Expect Delays On Your Return
The aftermath of Hurricane Harvey completely decimated the Texas Gulf Coast. We had major flooding unlike most have ever seen. Those that were able to get back home found that their homes had been completely destroyed by flood waters. Not just an inch or two, some had water levels rise to 10 feet or more. The impact was heartbreaking. For months after, people were completely gutting the insides of their homes to repair the damage. Streets were lined with sheetrock, cabinets, and furniture that was destroyed. The majority of the flooding victims lived in RVs on their property until the repairs were made, which took years. In total, Hurricane Harvey dropped over 60″ of rain in a span of a few days. The water had no place to go. Keep in mind, never drive through standing water. You never know if the road has been washed out.
Consider Investing In A Generator
Kellie and I were very fortunate during Hurricane Harvey and the Great Texas Freeze of 2021. For Harvey, our home didn’t flood. We were one of the few. We were lucky during the freeze as well because we have a portable generator. The power was out for four days in temperatures below 30 degrees. The generator allowed us to run a window unit with heat and a few lights. There was a styrofoam cup of tea in the kitchen that froze solid.
The generator literally kept of from freezing that week. It is a very spooky feeling when the power is out for a few days. I remember going outside to refuel the generator at 1 or 2 in the morning. The neighborhood was completely dark. No street lights, no traffic signals, not even a stray porch light. The generator we have is a little overkill for an RV and there are other, more lightweight options available.
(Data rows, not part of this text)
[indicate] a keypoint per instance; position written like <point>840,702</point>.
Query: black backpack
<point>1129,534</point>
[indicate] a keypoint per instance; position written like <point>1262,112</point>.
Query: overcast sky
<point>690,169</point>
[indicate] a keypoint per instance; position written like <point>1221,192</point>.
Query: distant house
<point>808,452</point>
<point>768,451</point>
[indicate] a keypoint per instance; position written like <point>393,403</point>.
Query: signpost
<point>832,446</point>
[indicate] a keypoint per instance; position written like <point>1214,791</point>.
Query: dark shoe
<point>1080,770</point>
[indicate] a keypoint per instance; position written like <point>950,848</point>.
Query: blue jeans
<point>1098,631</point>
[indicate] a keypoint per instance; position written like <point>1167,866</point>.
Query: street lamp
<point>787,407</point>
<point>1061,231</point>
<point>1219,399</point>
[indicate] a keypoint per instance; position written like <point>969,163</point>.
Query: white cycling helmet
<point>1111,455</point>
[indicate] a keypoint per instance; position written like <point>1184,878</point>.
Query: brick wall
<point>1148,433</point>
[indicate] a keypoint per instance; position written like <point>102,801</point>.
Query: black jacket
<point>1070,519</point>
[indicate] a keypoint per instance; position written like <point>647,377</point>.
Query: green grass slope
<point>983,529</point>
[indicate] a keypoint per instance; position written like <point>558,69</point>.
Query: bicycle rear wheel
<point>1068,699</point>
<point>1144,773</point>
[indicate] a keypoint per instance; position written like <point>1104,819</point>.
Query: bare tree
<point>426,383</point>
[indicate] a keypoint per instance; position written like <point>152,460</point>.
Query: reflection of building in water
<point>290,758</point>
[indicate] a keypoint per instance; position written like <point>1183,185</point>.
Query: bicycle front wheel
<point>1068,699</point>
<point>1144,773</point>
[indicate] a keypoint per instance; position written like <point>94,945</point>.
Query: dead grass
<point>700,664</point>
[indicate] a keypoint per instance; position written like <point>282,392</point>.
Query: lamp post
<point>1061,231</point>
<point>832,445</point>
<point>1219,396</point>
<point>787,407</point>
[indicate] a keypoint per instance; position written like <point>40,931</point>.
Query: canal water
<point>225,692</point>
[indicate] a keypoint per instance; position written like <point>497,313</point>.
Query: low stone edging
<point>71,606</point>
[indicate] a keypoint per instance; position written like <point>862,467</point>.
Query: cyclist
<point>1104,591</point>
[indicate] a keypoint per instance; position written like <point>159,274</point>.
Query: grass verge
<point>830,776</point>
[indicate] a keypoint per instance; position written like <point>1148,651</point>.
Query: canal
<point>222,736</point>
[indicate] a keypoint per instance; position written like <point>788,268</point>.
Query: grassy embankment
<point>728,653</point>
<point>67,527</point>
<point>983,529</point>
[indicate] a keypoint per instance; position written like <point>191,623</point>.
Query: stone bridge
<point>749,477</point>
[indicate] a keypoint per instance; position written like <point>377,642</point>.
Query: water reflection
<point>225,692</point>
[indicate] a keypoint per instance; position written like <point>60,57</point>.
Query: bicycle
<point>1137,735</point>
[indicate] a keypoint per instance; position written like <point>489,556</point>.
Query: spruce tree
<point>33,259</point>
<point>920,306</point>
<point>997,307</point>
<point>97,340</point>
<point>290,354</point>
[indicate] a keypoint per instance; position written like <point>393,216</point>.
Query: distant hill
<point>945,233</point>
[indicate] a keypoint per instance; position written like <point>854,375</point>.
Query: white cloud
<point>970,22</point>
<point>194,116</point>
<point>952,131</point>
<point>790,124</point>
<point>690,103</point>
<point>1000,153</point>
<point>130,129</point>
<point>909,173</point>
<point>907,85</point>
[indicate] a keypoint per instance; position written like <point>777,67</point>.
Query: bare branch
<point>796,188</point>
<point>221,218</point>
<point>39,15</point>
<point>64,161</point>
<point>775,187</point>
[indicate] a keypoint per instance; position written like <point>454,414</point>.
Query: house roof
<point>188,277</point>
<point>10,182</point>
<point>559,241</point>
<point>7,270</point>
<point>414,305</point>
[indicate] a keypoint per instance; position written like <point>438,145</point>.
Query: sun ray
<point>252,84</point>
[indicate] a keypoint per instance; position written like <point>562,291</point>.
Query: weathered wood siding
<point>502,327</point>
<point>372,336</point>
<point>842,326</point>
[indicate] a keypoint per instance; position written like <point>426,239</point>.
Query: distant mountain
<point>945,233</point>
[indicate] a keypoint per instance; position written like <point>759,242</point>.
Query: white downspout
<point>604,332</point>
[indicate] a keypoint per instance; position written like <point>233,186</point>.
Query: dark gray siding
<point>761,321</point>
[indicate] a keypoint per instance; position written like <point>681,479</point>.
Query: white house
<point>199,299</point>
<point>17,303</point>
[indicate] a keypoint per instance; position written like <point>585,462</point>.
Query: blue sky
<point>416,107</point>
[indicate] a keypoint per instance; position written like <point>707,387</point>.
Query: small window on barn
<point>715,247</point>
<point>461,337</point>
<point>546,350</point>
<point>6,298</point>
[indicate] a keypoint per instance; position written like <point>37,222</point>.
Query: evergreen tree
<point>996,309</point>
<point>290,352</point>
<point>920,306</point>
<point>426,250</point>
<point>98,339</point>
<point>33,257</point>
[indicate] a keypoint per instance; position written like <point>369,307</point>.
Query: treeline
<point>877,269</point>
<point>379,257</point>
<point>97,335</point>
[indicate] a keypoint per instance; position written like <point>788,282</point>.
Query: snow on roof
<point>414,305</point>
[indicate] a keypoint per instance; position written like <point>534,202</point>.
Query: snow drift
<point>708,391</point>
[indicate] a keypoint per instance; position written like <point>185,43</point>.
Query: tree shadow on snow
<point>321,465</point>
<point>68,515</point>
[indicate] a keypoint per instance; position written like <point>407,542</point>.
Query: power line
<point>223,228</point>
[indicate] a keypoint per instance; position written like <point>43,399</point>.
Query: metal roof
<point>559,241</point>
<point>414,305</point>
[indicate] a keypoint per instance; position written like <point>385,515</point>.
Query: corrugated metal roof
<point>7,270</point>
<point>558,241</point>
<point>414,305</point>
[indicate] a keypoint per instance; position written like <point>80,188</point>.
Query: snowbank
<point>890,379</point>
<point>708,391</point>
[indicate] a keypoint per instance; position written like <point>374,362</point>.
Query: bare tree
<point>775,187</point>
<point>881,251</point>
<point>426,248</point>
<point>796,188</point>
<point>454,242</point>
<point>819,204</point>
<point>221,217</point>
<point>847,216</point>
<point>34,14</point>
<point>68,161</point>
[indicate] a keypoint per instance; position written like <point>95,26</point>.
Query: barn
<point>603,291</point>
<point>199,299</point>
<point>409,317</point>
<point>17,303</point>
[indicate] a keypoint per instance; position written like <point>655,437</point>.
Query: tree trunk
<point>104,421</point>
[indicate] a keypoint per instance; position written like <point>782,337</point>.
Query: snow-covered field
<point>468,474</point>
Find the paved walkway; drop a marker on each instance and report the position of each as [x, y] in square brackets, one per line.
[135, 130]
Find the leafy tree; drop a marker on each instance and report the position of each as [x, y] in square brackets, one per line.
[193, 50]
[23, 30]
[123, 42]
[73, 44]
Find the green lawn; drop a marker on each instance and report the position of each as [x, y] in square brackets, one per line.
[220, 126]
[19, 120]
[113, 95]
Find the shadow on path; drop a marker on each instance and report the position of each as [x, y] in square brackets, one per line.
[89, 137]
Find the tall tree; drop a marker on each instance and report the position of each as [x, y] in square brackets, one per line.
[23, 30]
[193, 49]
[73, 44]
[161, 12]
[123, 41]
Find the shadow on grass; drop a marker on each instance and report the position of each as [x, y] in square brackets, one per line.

Conclusion On Preparing Your RV For Evacuation
When it comes down to it, being prepared and having a plan is vital. Be flexible enough to change course if needed. If you find yourself stuck in a storm, make sure you have a weather radio to keep up with forecasts. Just remember, RV parks and campgrounds may not be able to accommodate you on short notice. With a little bit of planning, evacuating the next big storm should be a little less hectic. Be prepared for your return home as well. Flooding and power outages can last for weeks or even months.
To keep up with the current hurricane forecasts, check out The National Hurricane Center. They have up-to-date information on any weather patterns forming.
If you find yourself in need of assistance after a major storm, contact your local United Way. We are proud supporters as we have witnessed first hand how they helped our community after Hurricane Harvey.